Elijah, powerless and frustrated, goes to sleep. This is his way of dealing with the unbearable and apparently insoluble situation. I know people who do the same. Others try to ease the pain of their own existence in different, sometimes irreversibly destructive, ways. Some others put on the armour of cynicism or aggression or meekness. But deep underneath – maybe with the exception of psychopaths – is a beating heart and tender soul. Recently we’ve had a chance to see a whole range of emotions revealed by modern superheroes: from Andy Murray’s tears after losing in the final at Wimbledon, to those of many others at the Olympics. Perhaps it’s been so engaging because it reflects our own everyday struggle against the odds, with rare moments of triumph and much more common moments of failure.

The most moving aspect of Elijah’s story is his absolute honesty with God. He had to be strong, fearless and powerful in the public eye in order to accomplish his mission. But before God he can be weak, helpless, embittered and frustrated. He doesn’t have to put on an act, to pretend to be anything other than his real self. Actually, putting on an act before God would be utterly pointless as God knows us better than we do.
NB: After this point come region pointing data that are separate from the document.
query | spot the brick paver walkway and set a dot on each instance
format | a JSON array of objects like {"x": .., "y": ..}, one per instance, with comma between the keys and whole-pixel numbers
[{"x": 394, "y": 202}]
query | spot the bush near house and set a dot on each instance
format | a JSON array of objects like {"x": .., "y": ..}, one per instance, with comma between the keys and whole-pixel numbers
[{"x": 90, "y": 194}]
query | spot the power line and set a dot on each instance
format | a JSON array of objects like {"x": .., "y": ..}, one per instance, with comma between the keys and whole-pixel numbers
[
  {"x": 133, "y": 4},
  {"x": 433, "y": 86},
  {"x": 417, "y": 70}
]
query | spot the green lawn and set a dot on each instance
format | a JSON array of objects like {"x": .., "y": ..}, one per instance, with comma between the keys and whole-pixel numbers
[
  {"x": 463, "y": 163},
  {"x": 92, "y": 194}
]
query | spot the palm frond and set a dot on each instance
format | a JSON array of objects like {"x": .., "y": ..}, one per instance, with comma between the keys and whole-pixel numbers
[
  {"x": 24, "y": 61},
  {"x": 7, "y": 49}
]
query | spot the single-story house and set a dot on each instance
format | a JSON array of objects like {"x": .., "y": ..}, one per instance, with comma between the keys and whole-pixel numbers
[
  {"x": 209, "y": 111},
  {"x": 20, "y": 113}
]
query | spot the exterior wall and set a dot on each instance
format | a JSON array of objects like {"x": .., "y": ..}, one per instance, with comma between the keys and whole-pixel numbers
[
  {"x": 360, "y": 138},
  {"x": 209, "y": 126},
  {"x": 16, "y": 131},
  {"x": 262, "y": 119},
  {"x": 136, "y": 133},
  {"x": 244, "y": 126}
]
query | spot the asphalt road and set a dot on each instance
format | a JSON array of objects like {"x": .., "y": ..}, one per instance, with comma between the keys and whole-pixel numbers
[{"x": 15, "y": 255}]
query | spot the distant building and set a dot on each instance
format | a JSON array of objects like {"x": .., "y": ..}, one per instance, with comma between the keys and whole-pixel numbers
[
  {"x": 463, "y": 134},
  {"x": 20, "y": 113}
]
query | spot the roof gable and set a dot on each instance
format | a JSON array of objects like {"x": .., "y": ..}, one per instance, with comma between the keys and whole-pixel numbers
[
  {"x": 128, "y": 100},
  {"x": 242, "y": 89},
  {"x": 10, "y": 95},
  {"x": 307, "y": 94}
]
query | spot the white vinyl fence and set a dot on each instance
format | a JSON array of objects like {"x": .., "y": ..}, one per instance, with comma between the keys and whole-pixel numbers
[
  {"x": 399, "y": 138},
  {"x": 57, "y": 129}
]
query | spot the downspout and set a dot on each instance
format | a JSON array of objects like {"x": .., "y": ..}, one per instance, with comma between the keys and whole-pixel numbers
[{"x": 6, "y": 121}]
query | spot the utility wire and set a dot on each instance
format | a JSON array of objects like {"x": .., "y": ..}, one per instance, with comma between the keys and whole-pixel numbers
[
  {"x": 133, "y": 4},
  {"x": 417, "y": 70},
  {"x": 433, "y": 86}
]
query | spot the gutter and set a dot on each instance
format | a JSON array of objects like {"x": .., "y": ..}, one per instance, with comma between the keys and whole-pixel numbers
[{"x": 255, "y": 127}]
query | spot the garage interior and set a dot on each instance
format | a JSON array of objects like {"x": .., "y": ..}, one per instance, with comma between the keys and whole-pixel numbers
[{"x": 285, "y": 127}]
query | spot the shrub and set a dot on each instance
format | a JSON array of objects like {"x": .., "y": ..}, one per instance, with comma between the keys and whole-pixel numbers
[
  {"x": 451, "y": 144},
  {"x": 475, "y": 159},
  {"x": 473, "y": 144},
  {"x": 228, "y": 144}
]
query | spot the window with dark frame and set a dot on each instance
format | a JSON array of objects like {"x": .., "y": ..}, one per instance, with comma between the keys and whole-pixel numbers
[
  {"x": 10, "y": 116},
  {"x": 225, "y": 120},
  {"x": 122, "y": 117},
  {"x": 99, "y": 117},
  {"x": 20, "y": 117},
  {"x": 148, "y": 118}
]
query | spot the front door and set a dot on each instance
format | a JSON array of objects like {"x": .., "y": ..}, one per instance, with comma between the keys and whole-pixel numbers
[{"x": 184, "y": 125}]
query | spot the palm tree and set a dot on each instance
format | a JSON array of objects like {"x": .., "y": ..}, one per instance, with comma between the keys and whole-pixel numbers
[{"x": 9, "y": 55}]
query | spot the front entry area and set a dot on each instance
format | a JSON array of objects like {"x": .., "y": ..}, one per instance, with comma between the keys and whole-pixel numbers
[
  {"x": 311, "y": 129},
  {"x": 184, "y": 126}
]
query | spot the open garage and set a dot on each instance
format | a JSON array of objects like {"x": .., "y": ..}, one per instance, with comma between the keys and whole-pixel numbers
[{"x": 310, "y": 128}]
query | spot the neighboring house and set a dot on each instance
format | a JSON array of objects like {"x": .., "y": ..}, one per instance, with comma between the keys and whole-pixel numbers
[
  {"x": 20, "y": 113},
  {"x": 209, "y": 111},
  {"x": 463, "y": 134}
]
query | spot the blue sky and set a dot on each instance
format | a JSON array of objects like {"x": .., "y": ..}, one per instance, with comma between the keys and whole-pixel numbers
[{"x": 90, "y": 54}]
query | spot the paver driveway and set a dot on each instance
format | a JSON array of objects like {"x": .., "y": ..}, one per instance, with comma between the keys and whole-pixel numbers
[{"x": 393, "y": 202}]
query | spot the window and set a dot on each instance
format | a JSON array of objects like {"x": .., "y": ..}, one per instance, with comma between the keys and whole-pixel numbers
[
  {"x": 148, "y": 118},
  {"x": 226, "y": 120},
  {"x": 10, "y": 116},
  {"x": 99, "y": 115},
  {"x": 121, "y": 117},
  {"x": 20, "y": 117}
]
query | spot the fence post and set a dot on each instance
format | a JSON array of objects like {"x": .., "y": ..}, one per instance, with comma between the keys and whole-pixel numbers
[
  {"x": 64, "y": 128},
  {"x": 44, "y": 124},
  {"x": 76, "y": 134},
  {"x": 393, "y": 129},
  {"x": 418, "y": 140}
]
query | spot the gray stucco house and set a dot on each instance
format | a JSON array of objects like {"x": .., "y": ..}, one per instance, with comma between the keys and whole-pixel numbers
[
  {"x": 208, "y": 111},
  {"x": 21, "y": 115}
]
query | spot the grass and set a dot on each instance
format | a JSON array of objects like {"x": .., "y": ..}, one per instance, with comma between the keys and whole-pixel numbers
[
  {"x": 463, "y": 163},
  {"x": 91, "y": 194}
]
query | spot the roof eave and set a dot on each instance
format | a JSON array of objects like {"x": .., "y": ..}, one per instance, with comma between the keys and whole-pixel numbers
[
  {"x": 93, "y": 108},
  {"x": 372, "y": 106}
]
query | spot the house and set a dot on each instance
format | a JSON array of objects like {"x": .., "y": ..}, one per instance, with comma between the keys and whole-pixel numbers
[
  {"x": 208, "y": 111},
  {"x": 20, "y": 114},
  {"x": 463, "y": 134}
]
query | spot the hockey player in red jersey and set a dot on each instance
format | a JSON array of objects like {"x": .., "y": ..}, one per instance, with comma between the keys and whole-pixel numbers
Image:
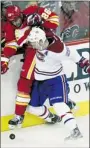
[{"x": 18, "y": 23}]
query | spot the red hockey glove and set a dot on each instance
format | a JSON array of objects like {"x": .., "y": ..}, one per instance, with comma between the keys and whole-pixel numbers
[
  {"x": 84, "y": 63},
  {"x": 4, "y": 64},
  {"x": 34, "y": 20}
]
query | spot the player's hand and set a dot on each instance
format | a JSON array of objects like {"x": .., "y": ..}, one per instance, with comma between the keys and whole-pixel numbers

It is a fabulously liberating thought that I can stand before God in my true state and be absolutely certain that I’m not judged or condemned, but loved by him with great compassion and understanding. He doesn’t fob me off with a pat on the back when I need consolation. He doesn’t remove all the problems, obstacles, diversities. He offers me the strength to live the life which is greater than all of them. Forget your well memorised prayers, deeply rooted in your brain, but expressing little of your real life. Let yourself be genuine before God – and then accept his gift: ‘get up and eat, or the journey will be too long for you.’